Hotel Security: Beyond Room Access, Elevating Overall Safety

by Mike Boehm on July 02, 2024

Hotel security systems have improved drastically over the years, transitioning from individual unit keys to easily handled 26 bit proximity cards. This article explores other ways in which hotel security is enhancing the overall safety of its facilities through access control systems.


Outdoor Security:

One of the most vulnerable times for anyone, especially while traveling outside the safety of their home, is at night. Hotel access control systems have significantly evolved, now including outdoor card readers. Active employees or guests staying in the hotel must scan their 26 bit proximity cards before entering the building. This measure ensures that unauthorized individuals cannot access the hotel without passing through the front door which is monitored by hotel staff. This simple act helps prevent non-guests from entering the hotel at odd times, protecting the environment and safety of the guests.


Employee Tracking:

Another significant benefit of implementing access control within hotel security is the ability to monitor employees. This can aid in preventing employee theft and ensuring accountability.
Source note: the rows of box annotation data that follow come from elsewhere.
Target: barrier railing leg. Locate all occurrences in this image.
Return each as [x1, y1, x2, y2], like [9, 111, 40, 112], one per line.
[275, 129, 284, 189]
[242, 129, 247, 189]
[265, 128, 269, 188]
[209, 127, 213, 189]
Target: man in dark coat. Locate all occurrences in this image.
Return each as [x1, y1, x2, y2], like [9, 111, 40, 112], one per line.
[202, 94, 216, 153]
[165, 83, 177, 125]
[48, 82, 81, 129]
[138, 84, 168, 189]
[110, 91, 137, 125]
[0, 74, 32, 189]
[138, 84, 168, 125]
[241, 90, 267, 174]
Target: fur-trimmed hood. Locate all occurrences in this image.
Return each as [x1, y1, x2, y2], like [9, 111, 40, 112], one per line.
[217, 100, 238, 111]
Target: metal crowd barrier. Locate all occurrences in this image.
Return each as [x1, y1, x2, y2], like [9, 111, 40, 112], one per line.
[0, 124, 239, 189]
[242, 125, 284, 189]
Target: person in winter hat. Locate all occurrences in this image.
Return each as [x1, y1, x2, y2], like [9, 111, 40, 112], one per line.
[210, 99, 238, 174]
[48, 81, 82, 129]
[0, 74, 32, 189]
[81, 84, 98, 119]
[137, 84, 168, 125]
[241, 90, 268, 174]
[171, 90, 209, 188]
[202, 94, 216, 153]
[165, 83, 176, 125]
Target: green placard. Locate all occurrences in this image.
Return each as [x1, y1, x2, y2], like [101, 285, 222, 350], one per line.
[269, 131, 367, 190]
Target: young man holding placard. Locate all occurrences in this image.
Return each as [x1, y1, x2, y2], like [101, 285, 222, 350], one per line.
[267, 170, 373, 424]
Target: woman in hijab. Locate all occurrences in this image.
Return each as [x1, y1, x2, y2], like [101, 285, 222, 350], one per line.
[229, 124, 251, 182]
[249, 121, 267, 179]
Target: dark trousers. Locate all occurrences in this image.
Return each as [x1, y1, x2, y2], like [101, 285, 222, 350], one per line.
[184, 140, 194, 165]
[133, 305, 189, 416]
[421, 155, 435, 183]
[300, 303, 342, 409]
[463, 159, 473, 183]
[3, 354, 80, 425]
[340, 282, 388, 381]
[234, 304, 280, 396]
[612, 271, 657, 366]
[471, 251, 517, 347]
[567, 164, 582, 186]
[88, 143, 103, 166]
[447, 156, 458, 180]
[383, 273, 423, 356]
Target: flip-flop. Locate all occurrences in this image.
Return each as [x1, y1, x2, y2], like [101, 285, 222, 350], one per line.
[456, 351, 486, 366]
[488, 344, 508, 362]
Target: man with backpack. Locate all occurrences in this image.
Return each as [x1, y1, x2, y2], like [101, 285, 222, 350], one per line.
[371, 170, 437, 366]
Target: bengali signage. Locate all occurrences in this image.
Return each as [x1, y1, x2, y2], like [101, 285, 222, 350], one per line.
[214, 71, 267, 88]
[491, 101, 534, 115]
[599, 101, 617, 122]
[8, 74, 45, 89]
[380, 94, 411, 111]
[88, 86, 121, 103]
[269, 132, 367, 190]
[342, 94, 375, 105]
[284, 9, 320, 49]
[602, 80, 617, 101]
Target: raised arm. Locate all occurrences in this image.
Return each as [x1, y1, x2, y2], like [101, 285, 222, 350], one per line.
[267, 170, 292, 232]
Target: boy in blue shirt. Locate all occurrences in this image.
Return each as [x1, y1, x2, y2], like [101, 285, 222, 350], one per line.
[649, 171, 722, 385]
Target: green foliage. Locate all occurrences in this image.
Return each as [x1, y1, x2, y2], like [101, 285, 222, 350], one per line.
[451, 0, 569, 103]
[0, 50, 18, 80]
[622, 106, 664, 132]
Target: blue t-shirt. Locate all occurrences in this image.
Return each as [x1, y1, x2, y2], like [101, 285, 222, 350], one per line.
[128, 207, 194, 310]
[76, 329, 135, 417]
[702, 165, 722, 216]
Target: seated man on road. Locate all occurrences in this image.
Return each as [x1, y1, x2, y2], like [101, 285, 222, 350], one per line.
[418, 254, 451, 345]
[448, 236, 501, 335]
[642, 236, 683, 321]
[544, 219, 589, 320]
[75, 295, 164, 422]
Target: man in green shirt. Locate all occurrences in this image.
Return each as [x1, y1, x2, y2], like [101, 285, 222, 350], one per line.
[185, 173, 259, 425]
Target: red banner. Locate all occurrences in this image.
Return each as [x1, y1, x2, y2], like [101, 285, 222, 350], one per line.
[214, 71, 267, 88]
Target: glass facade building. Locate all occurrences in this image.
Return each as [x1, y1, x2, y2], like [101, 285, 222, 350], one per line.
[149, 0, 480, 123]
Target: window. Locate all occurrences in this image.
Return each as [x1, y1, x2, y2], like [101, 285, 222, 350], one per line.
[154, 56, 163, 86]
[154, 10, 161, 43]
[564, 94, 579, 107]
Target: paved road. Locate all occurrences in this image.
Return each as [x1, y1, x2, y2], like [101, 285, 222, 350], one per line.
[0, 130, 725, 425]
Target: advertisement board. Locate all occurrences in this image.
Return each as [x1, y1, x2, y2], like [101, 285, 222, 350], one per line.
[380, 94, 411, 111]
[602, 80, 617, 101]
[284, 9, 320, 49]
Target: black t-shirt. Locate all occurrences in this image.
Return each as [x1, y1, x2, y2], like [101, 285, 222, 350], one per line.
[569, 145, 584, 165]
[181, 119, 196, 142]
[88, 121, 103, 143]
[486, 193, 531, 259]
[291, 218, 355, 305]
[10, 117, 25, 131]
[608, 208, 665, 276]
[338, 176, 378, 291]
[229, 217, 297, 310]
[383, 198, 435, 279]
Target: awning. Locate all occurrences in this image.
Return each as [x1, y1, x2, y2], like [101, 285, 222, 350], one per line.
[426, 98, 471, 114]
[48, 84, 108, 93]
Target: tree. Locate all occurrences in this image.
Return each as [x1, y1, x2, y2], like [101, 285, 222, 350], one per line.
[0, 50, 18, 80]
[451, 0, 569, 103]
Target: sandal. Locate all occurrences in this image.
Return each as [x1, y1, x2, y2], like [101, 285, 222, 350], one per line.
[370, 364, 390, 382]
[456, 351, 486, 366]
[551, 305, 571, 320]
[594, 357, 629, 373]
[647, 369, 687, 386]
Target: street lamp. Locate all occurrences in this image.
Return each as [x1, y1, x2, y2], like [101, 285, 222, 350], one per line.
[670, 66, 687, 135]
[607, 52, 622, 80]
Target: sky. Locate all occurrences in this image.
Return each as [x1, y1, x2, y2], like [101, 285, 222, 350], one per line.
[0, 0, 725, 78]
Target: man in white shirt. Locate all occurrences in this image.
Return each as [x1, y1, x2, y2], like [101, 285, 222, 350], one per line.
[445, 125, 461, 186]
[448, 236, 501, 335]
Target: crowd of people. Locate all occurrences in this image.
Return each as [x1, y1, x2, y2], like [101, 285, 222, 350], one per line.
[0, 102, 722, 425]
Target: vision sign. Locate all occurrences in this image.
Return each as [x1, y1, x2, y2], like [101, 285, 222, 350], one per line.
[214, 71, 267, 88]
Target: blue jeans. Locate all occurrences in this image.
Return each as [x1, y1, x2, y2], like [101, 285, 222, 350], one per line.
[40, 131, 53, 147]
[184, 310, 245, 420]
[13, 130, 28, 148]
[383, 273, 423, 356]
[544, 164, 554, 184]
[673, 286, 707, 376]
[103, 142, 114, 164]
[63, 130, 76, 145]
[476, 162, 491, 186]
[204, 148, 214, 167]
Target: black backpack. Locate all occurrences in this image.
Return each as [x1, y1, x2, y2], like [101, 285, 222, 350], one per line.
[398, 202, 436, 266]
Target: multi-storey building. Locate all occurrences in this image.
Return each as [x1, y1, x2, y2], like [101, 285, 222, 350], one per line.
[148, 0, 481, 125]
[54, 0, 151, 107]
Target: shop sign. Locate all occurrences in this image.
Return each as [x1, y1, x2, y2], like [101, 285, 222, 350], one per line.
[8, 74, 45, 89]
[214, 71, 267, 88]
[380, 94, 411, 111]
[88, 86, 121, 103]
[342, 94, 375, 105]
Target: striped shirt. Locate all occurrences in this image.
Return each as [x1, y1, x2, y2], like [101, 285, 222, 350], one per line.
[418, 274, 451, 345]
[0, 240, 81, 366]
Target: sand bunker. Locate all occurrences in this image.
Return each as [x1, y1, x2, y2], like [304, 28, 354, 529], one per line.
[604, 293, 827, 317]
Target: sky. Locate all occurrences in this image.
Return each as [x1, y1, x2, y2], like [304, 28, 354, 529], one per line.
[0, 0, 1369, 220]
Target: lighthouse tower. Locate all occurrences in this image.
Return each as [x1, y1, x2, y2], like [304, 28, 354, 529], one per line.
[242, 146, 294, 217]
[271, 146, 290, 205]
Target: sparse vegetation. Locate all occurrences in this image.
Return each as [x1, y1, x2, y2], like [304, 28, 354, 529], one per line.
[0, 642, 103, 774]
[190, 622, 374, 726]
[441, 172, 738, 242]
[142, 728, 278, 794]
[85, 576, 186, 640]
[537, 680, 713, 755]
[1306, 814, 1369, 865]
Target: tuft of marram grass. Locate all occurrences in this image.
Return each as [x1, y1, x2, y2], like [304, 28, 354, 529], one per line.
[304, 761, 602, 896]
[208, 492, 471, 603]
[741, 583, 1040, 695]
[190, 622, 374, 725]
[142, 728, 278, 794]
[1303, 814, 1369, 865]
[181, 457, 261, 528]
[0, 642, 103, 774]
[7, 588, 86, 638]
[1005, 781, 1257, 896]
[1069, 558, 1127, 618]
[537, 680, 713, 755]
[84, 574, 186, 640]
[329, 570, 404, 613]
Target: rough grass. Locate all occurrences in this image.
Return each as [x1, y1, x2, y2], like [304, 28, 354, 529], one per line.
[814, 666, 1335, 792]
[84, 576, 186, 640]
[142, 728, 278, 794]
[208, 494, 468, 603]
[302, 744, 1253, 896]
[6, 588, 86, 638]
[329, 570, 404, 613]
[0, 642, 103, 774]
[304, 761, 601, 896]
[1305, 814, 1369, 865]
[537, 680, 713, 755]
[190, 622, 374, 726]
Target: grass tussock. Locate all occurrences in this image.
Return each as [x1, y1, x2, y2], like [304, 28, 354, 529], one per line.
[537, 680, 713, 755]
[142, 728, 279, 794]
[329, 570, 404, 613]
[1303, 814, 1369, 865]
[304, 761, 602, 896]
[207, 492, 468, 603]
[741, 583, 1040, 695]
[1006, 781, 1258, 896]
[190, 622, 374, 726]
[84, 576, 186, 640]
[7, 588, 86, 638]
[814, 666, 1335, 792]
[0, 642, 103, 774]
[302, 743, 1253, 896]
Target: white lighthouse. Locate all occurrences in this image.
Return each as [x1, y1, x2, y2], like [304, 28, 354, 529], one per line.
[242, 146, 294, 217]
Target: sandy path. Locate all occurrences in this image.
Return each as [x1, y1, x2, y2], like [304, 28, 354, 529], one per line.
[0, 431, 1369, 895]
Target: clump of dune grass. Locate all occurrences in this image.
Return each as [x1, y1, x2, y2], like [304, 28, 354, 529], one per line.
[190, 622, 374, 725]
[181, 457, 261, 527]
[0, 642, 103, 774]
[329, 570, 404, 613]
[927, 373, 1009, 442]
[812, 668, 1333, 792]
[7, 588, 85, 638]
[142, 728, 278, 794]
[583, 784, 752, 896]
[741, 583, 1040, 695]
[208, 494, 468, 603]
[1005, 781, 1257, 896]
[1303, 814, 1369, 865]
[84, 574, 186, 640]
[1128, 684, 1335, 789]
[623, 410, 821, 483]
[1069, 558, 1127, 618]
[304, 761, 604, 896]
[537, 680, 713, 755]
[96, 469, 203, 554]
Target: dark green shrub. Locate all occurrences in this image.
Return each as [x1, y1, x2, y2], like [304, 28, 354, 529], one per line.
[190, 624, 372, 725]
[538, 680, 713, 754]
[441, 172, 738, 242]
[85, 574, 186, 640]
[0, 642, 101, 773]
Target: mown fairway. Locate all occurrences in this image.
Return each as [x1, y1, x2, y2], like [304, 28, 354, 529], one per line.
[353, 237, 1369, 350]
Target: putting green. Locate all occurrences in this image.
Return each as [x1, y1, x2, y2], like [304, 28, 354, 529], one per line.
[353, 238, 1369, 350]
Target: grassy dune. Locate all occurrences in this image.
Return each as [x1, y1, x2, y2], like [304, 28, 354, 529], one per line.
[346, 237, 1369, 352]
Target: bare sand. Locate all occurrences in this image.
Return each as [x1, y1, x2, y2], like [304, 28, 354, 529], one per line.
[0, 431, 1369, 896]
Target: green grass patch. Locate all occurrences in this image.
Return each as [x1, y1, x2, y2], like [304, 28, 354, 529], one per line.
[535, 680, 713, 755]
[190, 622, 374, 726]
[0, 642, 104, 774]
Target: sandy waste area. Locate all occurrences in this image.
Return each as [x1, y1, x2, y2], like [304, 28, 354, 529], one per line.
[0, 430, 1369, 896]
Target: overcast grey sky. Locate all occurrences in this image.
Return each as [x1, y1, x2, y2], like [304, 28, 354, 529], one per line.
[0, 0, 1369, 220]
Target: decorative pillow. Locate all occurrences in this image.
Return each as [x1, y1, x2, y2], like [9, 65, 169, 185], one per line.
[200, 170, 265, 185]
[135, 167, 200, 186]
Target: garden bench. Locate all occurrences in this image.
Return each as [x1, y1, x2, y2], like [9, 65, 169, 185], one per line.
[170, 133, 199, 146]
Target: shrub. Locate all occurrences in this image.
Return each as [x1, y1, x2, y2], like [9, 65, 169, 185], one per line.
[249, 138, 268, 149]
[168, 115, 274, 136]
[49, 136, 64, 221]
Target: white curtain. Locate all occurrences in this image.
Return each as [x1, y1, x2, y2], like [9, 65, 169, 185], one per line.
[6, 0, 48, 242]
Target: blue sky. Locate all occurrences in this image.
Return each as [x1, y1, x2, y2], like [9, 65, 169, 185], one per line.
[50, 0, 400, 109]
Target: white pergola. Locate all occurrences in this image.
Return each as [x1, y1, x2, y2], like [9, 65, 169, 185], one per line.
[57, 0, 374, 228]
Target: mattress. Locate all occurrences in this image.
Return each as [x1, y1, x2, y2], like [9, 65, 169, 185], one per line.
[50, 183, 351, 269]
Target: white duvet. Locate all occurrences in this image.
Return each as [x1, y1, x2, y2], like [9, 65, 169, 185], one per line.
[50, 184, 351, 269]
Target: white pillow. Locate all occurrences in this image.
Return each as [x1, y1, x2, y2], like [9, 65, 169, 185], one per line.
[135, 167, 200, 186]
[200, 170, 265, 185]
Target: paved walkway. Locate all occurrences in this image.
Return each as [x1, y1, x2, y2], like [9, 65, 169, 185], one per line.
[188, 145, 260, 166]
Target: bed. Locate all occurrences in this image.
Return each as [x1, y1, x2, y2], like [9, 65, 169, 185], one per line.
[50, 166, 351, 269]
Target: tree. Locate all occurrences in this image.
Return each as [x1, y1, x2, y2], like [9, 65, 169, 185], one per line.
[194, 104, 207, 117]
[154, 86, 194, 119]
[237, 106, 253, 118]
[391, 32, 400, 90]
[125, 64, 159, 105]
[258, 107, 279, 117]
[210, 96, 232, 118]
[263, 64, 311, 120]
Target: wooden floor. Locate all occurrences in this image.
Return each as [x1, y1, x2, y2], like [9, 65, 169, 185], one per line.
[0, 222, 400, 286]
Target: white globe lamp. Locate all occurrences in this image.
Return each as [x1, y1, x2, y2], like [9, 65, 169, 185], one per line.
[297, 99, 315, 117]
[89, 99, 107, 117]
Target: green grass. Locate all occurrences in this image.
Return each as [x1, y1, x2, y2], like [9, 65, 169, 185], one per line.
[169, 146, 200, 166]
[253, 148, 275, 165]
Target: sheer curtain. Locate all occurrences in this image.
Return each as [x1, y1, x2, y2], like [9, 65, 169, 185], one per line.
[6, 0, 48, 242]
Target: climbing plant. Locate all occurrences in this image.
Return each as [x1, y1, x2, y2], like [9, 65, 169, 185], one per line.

Each employee is issued a 26 bit proximity card linked to their unique employee identification number. In the event of a guest reporting missing jewelry from their room, hotel management can easily review their database to identify who was last in the room based on interactions with the card reader. If an employee is identified as the last person in the room, it provides a starting point for the investigation. Additionally, you can track employees' whereabouts in the building by ensuring card readers are in the most common areas (pool, laundry room, kitchen, etc.).


System Protection:

Lastly, access control and 26 bit proximity cards contribute to safeguarding the hotel's main database, including member information, card numbers, room assignments, and card duplication access. With an access control system, only select staff members have access to this information as needed for their specific roles. For instance, maintenance personnel may not require access to card numbers but may need contact information in case of urgent maintenance issues. Similarly, not all hotel staff should have the ability to program the 26 bit proximity cards, as this could lead to unauthorized access if cards are distributed incorrectly.


In conclusion, hotel access control system with the use of 26-bit proximity cards, marks a significant advancement in ensuring the safety and security of hotel guests and staff. By extending security measures to outdoor areas, enabling employee tracking, and protecting sensitive data through controlled access, hotels are enhancing overall safety standards while also improving their business.